Disappropriazione dei beni

La vita monastica, pur essendo soprannaturale nelle sue motivazioni e nel suo fine, è una vita incarnata. I monaci non sono angeli: hanno un corpo, hanno bisogno di cibo per nutrirsi, di vestiti per coprirsi, di strumenti per lavorare. Di conseguenza nel monastero vi sono vari beni materiali di cui non si può fare a meno.

Nei capitoli che trattiamo in questo articolo è bene sottolineare l’importanza che San Benedetto dà alla disappropriazione e allo spogliamento individuale. La povertà individuale è intesa anzitutto come dipendenza dall’abate, il quale ha un grande ruolo in questa materia. La rinunzia alla proprietà proviene dalla rinunzia alla propria volontà ed è collegata con quella, propria di Agostino, della comunione fraterna dei beni, secondo il modello della comunità dei primi cristiani. 

San Benedetto, per scrivere questi capitoli della Regola, si rifà al Vangelo e agli scritti di Cassiano e di Agostino. La tendenza della Regola benedettina è quella di abbreviare, oppure di riassumere in una formula generale più norme e dettagli; essa inoltre è più dura rispetto ai testi precedenti, con frequenti riferimenti in questi capitoli alle pene e alle relative punizioni.

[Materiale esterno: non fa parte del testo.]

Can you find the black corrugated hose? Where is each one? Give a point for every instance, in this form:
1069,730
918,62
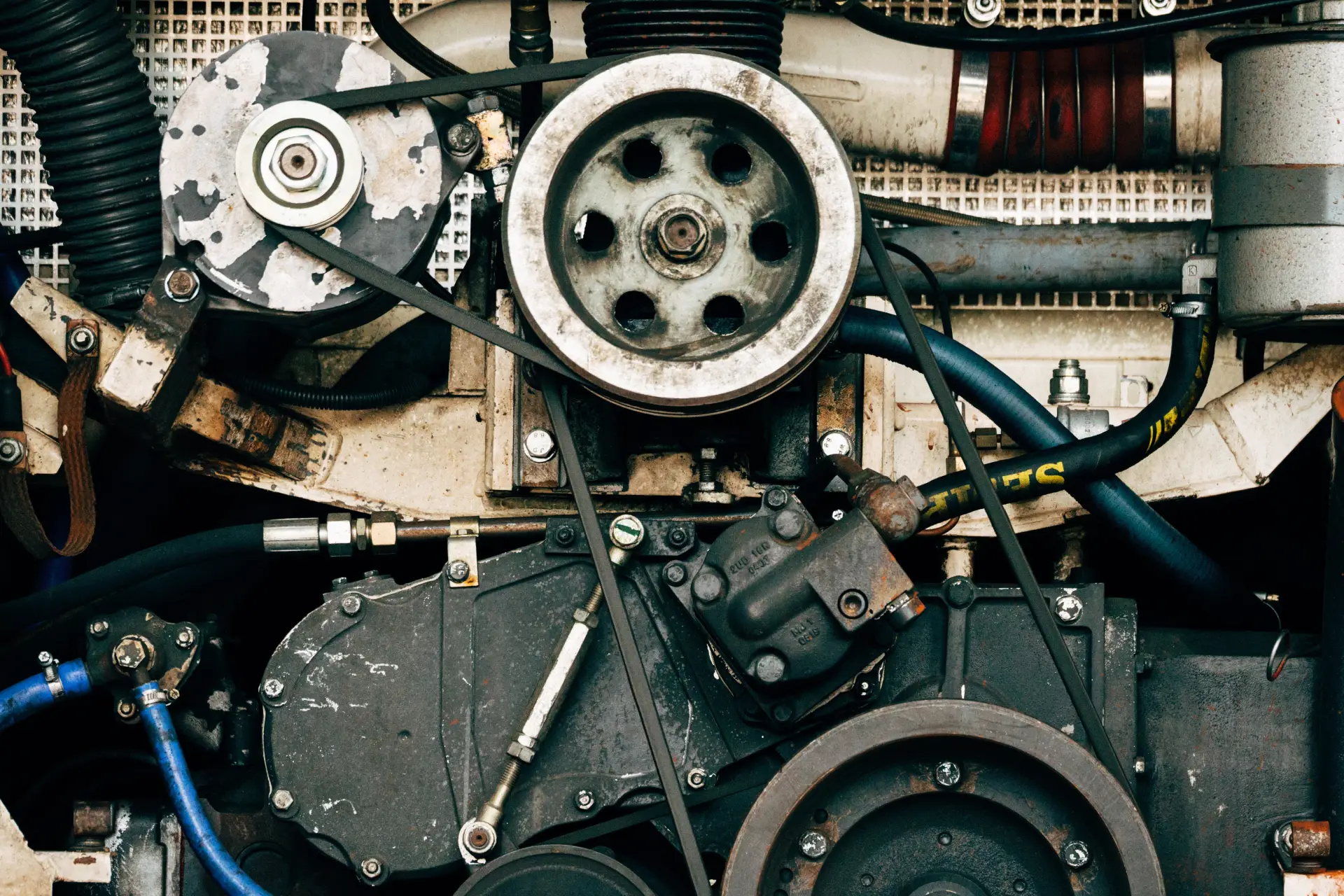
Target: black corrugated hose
100,140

In ogni monastero c’è la presenza dei laboratori per il lavoro, ed è per questo che il cap. 32 disciplina come il monaco debba comportarsi con gli attrezzi e gli altri oggetti presenti nel monastero. In questo capitolo emerge la scrupolosità del Patriarca, perché nel monastero nulla è “profano”: l’ordine, la pulizia, la buona amministrazione devono regnare nel monastero che è “casa di Dio”: pertanto tutti gli oggetti debbono esser visti, in un’ottica di fede, come oggetti sacri.

Nulla di proprio

Il capitolo successivo, il 33, intitolato “se i monaci possono avere alcunché di proprio”, è uno dei più duri della Regola. Si tratta di una pagina energica, radicale, in cui San Benedetto porta a conseguenze estreme l’insegnamento di Cassiano, imponendo che il monaco non possegga nulla di proprio e sia in totale dipendenza dalla volontà dell’abate. Alcune espressioni del Santo Patriarca sono in linea con precedenti espressioni incisive di San Girolamo.

Nel capitolo 34, poi, San Benedetto specifica, rifacendosi ad Agostino, che tutti i componenti della comunità monastica debbano ricevere in egual misura quanto necessario. Si sottolinea invece nel capitolo 54 che il monaco non possa ricevere nulla dall’esterno senza il permesso dell’abate. Nel 55 si forniscono indicazioni relativamente alle vesti e alle calzature che i monaci devono indossare. All’epoca, vi erano differenze nell’abito tra monaci orientali e occidentali.

L’abito

In oriente gli anacoreti vestivano con grande libertà, ma il primo abito monastico distintivo fu la “melota”, una specie di abito largo, fatto di pelli di capra o di altro animale, stretta al corpo da una cintura di cuoio. Invece in occidente l’abito monastico era vario ma caratterizzato dalla presenza del cappuccio, tanto che i monaci furono conosciuti come “gens cucullata”, ossia “persone incappucciate”. I primi monaci di San Benedetto usavano probabilmente la cuculla, la tunica e lo scapolare che, nei primi secoli, non erano abiti prettamente monastici. Il capitolo 57 sottolinea che il monaco debba essere distaccato dalla proprietà privata anche nei suoi pensieri.

Ut glorificetur Deus

È importante sottolineare che anche nel lavoro manuale e nel rapporto coi beni materiali deve essere glorificato Dio. È significativo a tal proposito la frequenza con cui ricorre nei libri o nei santini la sigla “U.I.O.G.D.”, sigla che significa Ut In Ominibus Glorificetur Deus (Perché in tutto sia glorificato Dio), presente nella prima lettera di San Pietro e che ben riassume lo o spirito di fede di san Benedetto.

Spero che questo, come tutti gli articoli, sia stata occasione per glorificare Dio nella nostra semplice e umile vita quotidiana.